During Spring 1998 in Richmond and Westmoreland Counties, Virginia, programs of household water quality education, which included water sampling, testing, and diagnosis, were conducted. Participation in the water quality programs was made available to any resident of these two counties who utilized a private, individual water supply. During the course of the projects, 135 households submitted water samples which were analyzed for iron, manganese, hardness, sulfate, chloride, fluoride, total dissolved solids, pH, saturation index, copper, sodium, nitrate, and total coliform and E. coli bacteria. These analyses identified the major household water quality problems in these two counties as iron/manganese, corrosivity, and bacteria. Additionally, a number of samples were determined to have concentrations of sodium and nitrate high enough to possibly lead to health complications for at-risk segments of the population.

After the completion of the general water testing program, water supplies from 7 households were resampled for the testing of 23 pesticides and other chemical compounds. None of the samples had a concentration of any of these contaminants exceeding EPA Health Advisory of Maximum Contaminant Levels. Furthermore, a total of only four detections were observed, all of which were trifluralin.
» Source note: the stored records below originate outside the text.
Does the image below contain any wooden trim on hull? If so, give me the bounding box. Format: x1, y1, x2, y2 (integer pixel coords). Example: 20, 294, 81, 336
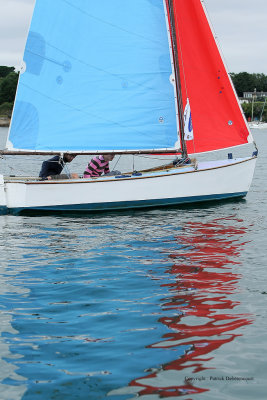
0, 192, 247, 214
5, 157, 256, 185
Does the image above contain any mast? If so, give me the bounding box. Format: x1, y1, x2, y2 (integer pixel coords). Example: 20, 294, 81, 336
166, 0, 187, 157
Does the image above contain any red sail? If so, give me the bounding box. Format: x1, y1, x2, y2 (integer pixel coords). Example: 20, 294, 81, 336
173, 0, 252, 154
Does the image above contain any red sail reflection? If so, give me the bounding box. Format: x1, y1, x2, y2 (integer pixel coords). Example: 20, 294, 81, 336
130, 218, 252, 398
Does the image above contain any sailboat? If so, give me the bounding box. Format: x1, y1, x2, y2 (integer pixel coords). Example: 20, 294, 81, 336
0, 0, 257, 213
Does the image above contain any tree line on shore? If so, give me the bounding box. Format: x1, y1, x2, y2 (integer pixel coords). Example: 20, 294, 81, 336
0, 66, 267, 121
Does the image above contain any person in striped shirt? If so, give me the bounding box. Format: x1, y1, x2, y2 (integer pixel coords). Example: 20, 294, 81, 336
83, 154, 114, 178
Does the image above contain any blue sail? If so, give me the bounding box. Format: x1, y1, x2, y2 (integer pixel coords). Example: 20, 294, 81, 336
8, 0, 177, 152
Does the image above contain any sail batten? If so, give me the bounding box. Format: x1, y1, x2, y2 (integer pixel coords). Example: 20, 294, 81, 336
7, 0, 179, 151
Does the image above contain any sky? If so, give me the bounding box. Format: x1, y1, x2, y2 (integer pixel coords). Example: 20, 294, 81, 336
0, 0, 267, 75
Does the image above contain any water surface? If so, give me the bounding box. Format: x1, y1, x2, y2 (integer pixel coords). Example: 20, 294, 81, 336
0, 131, 267, 400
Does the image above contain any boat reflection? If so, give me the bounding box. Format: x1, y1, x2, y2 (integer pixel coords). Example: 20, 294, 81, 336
129, 218, 253, 398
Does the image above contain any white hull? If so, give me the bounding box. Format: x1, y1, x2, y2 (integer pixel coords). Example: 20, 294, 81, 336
0, 157, 256, 213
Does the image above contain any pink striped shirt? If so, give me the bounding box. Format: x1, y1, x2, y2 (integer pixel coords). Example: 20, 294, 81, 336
83, 156, 109, 178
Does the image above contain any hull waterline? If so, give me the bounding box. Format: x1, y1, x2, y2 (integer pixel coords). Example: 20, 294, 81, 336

Following completion of the programs, a survey was mailed to the 135 participants. Forty participants returned survey forms on which they identified their reason( s) for participating in such a program; the primary reason was concern about safety of their water supply. Returned survey forms also provided insight into measures participants had already taken, or planned to take, to improve the quality of their water supply. More than one-half of the households who reported having at least one water quality problem had taken, or planned to take, at least one measure to improve the quality of their water supply. Ten percent or more of all participants had taken, or planned to take, one or more of the following actions: use bottled water for drinking/cooking and shock chlorinate the water system.